The Bottom Line: A medical thriller that is timely, gripping and actually important. Highly recommended.
For terminal cancer patients wishing for an escape from reality, a Las Vegas hospice care facility licensed to administer LSD seems like a godsend. But when a chemistry lab explosion kills a scientist at a local university responsible for manufacturing the hallucinatory drug, local homicide detectives suspect foul play.
Among author Jack Rohrer’s cast of patients, scientists and investigators, perhaps none is more compelling than the Wohler Psychiatric Institute’s Dr. Krista Pastorek. When Pastorek was born in 1960s communist Europe, Star Trek was just another doomed American TV show. Years later, a rerun of a classic episode – in which a race of benevolent aliens gave decrepit patients the perpetual illusion that they were fit and attractive – seeded her professional imagination. Her father’s colon cancer diagnosis influenced her to make the dream a reality.
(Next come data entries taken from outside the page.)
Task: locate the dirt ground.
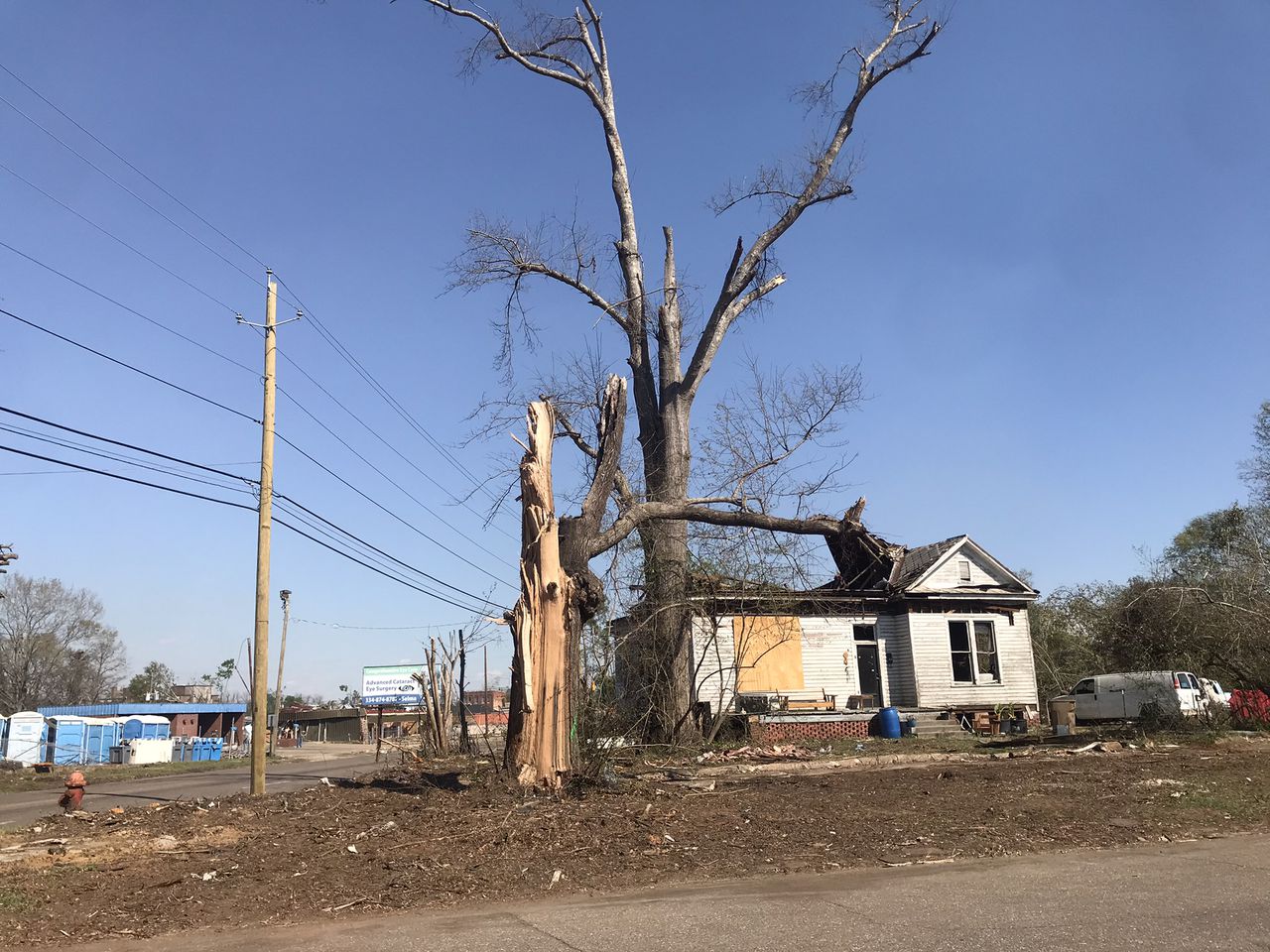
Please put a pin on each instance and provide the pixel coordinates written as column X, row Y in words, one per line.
column 409, row 838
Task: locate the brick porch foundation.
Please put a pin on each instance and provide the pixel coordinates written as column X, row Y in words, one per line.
column 808, row 728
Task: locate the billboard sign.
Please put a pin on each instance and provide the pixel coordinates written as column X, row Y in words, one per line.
column 391, row 684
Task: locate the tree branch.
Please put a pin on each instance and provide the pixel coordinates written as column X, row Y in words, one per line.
column 903, row 48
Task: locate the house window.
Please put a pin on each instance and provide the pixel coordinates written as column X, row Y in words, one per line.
column 973, row 647
column 962, row 657
column 985, row 652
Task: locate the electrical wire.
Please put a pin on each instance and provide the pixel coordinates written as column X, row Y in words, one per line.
column 379, row 627
column 389, row 512
column 350, row 359
column 162, row 267
column 86, row 132
column 128, row 366
column 340, row 349
column 130, row 309
column 71, row 149
column 326, row 334
column 381, row 439
column 118, row 457
column 235, row 506
column 402, row 489
column 281, row 497
column 125, row 445
column 281, row 436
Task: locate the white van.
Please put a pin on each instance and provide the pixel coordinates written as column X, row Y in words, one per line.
column 1118, row 697
column 1215, row 697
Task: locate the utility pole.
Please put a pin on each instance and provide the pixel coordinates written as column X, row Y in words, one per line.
column 463, row 743
column 282, row 654
column 259, row 673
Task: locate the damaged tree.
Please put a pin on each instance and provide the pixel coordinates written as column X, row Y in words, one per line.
column 668, row 362
column 559, row 593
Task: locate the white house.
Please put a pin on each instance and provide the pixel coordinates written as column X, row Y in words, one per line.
column 942, row 627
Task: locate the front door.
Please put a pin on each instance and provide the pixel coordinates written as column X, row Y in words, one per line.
column 870, row 673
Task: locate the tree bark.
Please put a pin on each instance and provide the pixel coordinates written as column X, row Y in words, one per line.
column 539, row 729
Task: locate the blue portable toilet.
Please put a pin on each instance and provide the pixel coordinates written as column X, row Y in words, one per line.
column 27, row 738
column 146, row 728
column 66, row 739
column 100, row 734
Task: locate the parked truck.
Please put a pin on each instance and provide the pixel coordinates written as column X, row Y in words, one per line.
column 1121, row 697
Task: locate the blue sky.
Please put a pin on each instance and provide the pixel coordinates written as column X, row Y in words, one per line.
column 1053, row 275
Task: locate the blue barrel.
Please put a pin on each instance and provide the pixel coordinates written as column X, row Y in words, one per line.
column 888, row 722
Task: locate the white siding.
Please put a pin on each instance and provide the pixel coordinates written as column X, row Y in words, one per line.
column 948, row 575
column 829, row 661
column 933, row 658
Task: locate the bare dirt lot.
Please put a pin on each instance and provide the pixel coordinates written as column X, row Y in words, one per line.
column 411, row 839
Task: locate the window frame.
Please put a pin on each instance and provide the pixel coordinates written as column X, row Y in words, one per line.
column 976, row 676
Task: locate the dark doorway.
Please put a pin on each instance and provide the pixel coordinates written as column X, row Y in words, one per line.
column 870, row 671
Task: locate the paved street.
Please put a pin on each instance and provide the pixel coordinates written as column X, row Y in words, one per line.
column 1206, row 895
column 27, row 806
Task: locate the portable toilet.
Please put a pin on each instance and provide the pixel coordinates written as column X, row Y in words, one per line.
column 27, row 738
column 66, row 739
column 100, row 734
column 146, row 728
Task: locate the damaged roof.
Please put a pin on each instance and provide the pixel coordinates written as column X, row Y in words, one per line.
column 867, row 562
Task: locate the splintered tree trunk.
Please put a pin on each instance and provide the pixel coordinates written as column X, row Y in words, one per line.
column 538, row 739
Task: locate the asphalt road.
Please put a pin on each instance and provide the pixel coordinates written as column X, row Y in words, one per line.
column 28, row 806
column 1206, row 895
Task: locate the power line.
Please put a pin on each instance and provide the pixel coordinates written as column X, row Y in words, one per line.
column 71, row 444
column 343, row 352
column 130, row 309
column 402, row 489
column 317, row 526
column 162, row 267
column 340, row 349
column 389, row 512
column 71, row 149
column 380, row 551
column 128, row 366
column 379, row 627
column 116, row 457
column 381, row 438
column 86, row 132
column 235, row 506
column 294, row 445
column 125, row 445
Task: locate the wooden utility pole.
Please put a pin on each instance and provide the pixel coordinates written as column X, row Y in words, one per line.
column 282, row 654
column 463, row 743
column 259, row 682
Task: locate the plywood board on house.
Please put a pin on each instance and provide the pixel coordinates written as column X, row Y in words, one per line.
column 769, row 653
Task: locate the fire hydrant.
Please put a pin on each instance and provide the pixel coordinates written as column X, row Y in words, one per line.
column 72, row 798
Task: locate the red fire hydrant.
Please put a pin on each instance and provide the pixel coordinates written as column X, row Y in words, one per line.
column 72, row 798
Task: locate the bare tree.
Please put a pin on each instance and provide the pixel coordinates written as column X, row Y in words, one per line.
column 54, row 648
column 648, row 306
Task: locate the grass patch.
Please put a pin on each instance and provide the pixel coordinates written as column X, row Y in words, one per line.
column 14, row 901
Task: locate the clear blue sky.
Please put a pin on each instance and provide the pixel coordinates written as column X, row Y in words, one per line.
column 1055, row 275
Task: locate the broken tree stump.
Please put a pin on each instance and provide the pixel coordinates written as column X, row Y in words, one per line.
column 538, row 740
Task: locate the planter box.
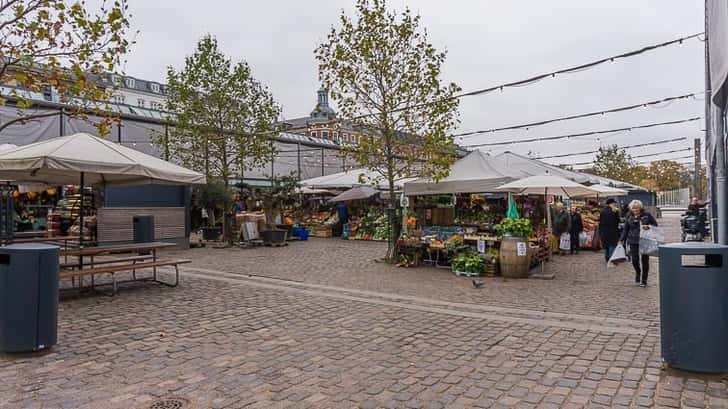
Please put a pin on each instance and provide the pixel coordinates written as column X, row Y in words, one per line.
column 274, row 236
column 211, row 233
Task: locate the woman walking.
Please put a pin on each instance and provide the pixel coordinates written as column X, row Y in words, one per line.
column 577, row 226
column 637, row 220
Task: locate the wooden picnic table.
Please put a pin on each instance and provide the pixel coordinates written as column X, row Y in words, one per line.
column 117, row 249
column 79, row 270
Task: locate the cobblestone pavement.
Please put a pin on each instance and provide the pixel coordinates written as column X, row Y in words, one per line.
column 333, row 329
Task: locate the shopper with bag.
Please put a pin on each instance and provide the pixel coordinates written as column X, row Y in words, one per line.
column 577, row 226
column 635, row 222
column 609, row 227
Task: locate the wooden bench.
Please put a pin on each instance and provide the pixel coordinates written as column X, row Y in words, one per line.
column 134, row 259
column 118, row 268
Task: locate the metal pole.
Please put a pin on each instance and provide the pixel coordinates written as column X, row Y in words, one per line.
column 721, row 181
column 298, row 159
column 717, row 135
column 698, row 180
column 166, row 142
column 80, row 221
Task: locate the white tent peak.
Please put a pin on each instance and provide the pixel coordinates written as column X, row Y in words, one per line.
column 60, row 161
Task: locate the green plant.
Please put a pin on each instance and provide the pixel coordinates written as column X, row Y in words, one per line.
column 468, row 263
column 514, row 227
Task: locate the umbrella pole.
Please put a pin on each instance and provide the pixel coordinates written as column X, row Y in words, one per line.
column 549, row 229
column 80, row 220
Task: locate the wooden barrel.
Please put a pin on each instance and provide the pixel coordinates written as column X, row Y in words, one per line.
column 514, row 257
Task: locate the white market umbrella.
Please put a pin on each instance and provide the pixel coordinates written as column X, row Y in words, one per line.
column 89, row 160
column 305, row 190
column 546, row 185
column 62, row 160
column 356, row 193
column 603, row 190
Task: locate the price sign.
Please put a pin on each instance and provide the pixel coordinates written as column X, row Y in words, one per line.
column 521, row 249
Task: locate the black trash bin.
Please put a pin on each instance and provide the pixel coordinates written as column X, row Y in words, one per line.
column 28, row 297
column 143, row 228
column 694, row 306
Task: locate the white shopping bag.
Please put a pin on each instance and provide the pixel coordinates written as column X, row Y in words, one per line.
column 583, row 239
column 565, row 243
column 618, row 256
column 650, row 240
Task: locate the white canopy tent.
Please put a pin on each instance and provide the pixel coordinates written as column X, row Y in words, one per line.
column 519, row 167
column 603, row 190
column 475, row 173
column 547, row 185
column 87, row 159
column 62, row 160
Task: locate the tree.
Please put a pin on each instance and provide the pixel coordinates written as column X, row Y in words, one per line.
column 384, row 76
column 667, row 174
column 60, row 45
column 615, row 163
column 223, row 116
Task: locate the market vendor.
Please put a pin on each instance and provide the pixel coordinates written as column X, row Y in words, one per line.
column 561, row 225
column 343, row 212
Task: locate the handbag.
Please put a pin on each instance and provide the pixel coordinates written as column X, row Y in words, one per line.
column 618, row 256
column 650, row 240
column 565, row 242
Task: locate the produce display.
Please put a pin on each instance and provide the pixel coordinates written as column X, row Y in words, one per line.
column 373, row 226
column 468, row 264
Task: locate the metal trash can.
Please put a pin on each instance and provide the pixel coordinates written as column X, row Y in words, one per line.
column 143, row 228
column 28, row 297
column 694, row 306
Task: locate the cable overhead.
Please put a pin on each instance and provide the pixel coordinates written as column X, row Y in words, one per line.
column 622, row 147
column 637, row 157
column 586, row 115
column 552, row 74
column 575, row 135
column 579, row 67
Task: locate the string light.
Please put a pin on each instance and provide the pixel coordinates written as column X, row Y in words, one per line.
column 608, row 131
column 622, row 147
column 528, row 126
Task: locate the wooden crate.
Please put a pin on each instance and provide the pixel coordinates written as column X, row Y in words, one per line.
column 323, row 232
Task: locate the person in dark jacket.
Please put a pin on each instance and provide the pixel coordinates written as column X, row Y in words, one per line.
column 561, row 222
column 637, row 220
column 577, row 226
column 609, row 227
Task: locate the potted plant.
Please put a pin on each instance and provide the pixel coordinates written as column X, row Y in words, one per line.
column 281, row 195
column 468, row 264
column 514, row 257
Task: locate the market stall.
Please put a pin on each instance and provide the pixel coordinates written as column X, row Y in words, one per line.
column 87, row 160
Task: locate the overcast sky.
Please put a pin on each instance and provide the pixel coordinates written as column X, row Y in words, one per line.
column 489, row 42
Now practicing in Las Vegas, has she gone too far, or not far enough?
Rohrer’s drawing of Pastorek is both nuanced and captivating, a role that becomes all the more important as Nick Farris, a San Diego police detective, enters the story. For Farris, LSD psychotherapy has done more than merely ease his pain. It seems to be actually curing him.
As you no doubt guessed, there’s a cost associated with these breakthroughs, which Rohrer explores in a carefully plotted mystery that manages to be both gorgeously written and suspenseful. Moreover, the reality of experimental LSD cancer treatments that are the basis for Rohrer’s books give the story an urgency that distinguishes it from other books in the genre. But even as you ponder the ethics questions posed by Analogue, you’ll also find a page-turner that you won’t soon forget.